Neurotrophic effects of brain-derived neurotrophic factor and vascular endothelial growth factor in major pelvic ganglia of young and aged rats

Abstract

Objective: To investigate the neurotrophic effect of brain-derived neurotrophic factor (BDNF) and vascular endothelial growth factor (VEGF) in cultured major pelvic ganglia (MPG) derived from young and aged rats.

Materials and methods: The dorsocaudal region of the MPG was isolated from 12 6-month-old male rats and 12 24-month-old male rats. The MPGs were treated with BDNF, VEGF, or both, at 0, 12.5, 25, 50, 100 and 150 ng/mL to determine the effective concentration for 50% activity (EC(50)) and optimum dosage for promoting neurite growth. Neurite outgrowth from treated MPGs was measured by microscopy. NADPH diaphorase and tyrosine hydroxylase (TH) staining was used to characterize neurites.

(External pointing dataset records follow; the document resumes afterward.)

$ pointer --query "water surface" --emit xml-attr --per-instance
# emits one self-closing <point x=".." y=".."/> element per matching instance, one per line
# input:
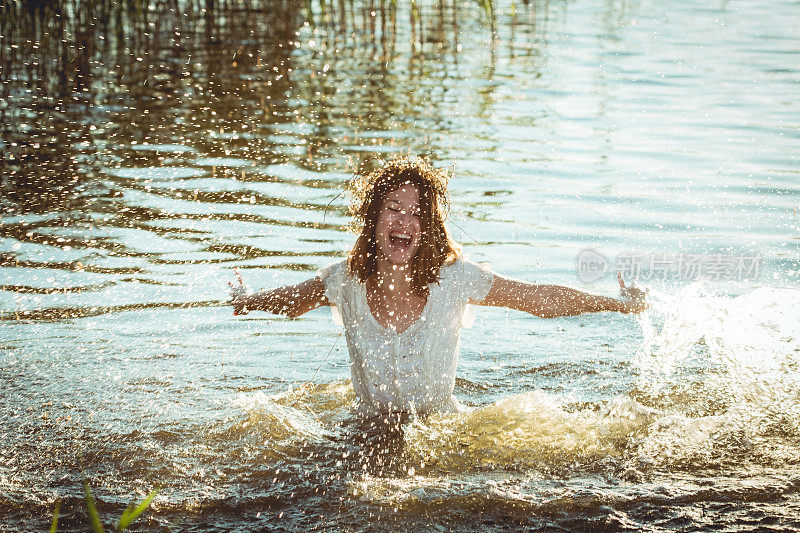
<point x="172" y="145"/>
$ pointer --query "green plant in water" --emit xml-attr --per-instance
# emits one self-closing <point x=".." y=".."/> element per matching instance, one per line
<point x="128" y="516"/>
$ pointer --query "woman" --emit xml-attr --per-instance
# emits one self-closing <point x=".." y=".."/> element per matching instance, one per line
<point x="403" y="291"/>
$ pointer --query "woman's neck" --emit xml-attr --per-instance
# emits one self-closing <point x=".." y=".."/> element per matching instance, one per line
<point x="391" y="278"/>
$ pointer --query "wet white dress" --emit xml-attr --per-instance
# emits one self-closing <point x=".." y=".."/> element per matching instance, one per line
<point x="415" y="370"/>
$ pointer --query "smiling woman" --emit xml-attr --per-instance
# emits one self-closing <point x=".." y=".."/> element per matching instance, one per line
<point x="403" y="291"/>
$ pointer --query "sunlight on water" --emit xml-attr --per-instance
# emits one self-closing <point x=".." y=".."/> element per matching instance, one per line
<point x="175" y="143"/>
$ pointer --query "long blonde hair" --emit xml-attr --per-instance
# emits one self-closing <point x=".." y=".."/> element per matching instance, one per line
<point x="436" y="247"/>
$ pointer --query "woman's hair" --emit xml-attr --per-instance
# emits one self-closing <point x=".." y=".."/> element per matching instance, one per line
<point x="368" y="191"/>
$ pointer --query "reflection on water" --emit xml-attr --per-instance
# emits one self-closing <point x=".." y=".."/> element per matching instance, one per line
<point x="149" y="148"/>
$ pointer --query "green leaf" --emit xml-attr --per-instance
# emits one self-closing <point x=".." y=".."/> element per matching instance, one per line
<point x="94" y="518"/>
<point x="54" y="527"/>
<point x="131" y="514"/>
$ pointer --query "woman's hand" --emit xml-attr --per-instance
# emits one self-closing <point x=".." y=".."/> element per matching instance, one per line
<point x="239" y="295"/>
<point x="635" y="299"/>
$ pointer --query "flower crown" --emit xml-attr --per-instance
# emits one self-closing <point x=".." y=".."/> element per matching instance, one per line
<point x="364" y="185"/>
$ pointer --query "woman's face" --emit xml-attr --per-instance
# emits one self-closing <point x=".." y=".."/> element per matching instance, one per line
<point x="398" y="230"/>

Results: Both BDNF and VEGF promoted neurite sprouting from MPG. Neurite growth was more robust in MPGs derived from young rats (6 months) than from aged rats (24 months). The EC(50) for BDNF, VEGF and combined treatment were 10.6, 11.9 and 52 ng/mL in young rats, and 11.3, 12 and 0.75 ng/mL in old rats, respectively. The optimum dosage of both factors for promoting MPG neurite growth in all groups was 25-50 ng/mL. VEGF appeared to favour NADPH diaphorase-positive neurites, whereas BDNF favoured TH-positive neurites.

Conclusion: BDNF and VEGF promote neurite growth from cultured MPG; combined treatment produced the most robust neurite outgrowth. Neurite growth from MPGs derived from aged rats was not as robust as it was from MPGs from younger rats. Further studies on the effect of neurotrophins after cavernous nerve injury are warranted.

Figures

FIG. 1

Neurites sprouting from MPG after stimulation with BDNF, VEGF and VEGF+BDNF at 48 h. The MPG were embedded in RGFM and cultured in vitro. Neurotrophic factors at 0, 12.5, 25, 50, 100 and 150 ng/mL were added to the culture solution. Neurites were longer at all dosages of neurotrophic factors than were control neurites. The number in the upper left hand corner is the number of neurites in the given image, and the arrow indicates the longest neurite in each field. ×100.

FIG. 2

Difference of neurites from young and old MPG at 48 h; the MPG from 6-month-old ‘young’ rats (top panel) and 24-month-old ‘aged rats’ (bottom panel) were treated with 25 ng/mL BDNF (A,D), VEGF (B,E) and VEGF+BDNF (C,F) for 48 h. The combined factors (C,F) induced longer neurites than either factor alone. Neurite outgrowth was more robust in the young group. The number in the upper left hand corner is the number of neurites in the given image, and the arrow indicates the longest neurite in each field. ×100.

FIG. 3

Neurite length from MPG at 48 h; MPGs from young and old rats were treated with BDNF, VEGF, or BDNF+VEGF. The mean (sd) length of the neurites (12 for each point) is shown. BDNF- and VEGF-treated MPGs had longer neurites than control MPGs at most concentrations (#P < 0.05 vs control MPG within the same age group). Compared to young MPG, the aged MPG produced significantly shorter neurites at any dose (*P < 0.05 for young vs aged MPG when comparing similar concentrations of neurotrophic factors).

FIG. 4

Neurite length from MPGs at 72 hl MPGs from young and old rats were treated with BDNF, VEGF or BDNF+VEGF. The mean (sd) length of the neurites (12 for each point) is shown. The neurites were longer by ≈100 μm on average than at 48 h. BDNF- and VEGF-treated neurites tended to be significantly longer than control neurites at most doses (#P < 0.05 vs control MPG within the same age group). Neurites in the aged group tended to be shorter than in the young group at 72 h, but the difference was statistically significant only in the groups treated with the lowest concentrations (12.5 and 25 ng/mL) of VEGF alone (*P < 0.05 for young vs aged MPG when comparing similar concentrations of neurotrophic factors).

FIG. 5

NADPH diaphorase and TH staining of neurites at 72 h; NADPH diaphorase (A) and TH (B) immunostaining was used to characterize neurites. Neurites positive for NADPH diaphorase were stained blue and neurites positive for TH were stained brown. (C). VEGF with or without BDNF led to more NADPH diaphorase-positive neurites than with BDNF alone (a, *P < 0.05 vs MPG treated with BDNF only). BDNF with or without VEGF led to more TH-positive neurites than MPG treated with VEGF only (b, #P < 0.05 vs VEGF only). There was no significant difference in TH and NAPDH diaphorase positivity between young and aged rats in any group (P > 0.05).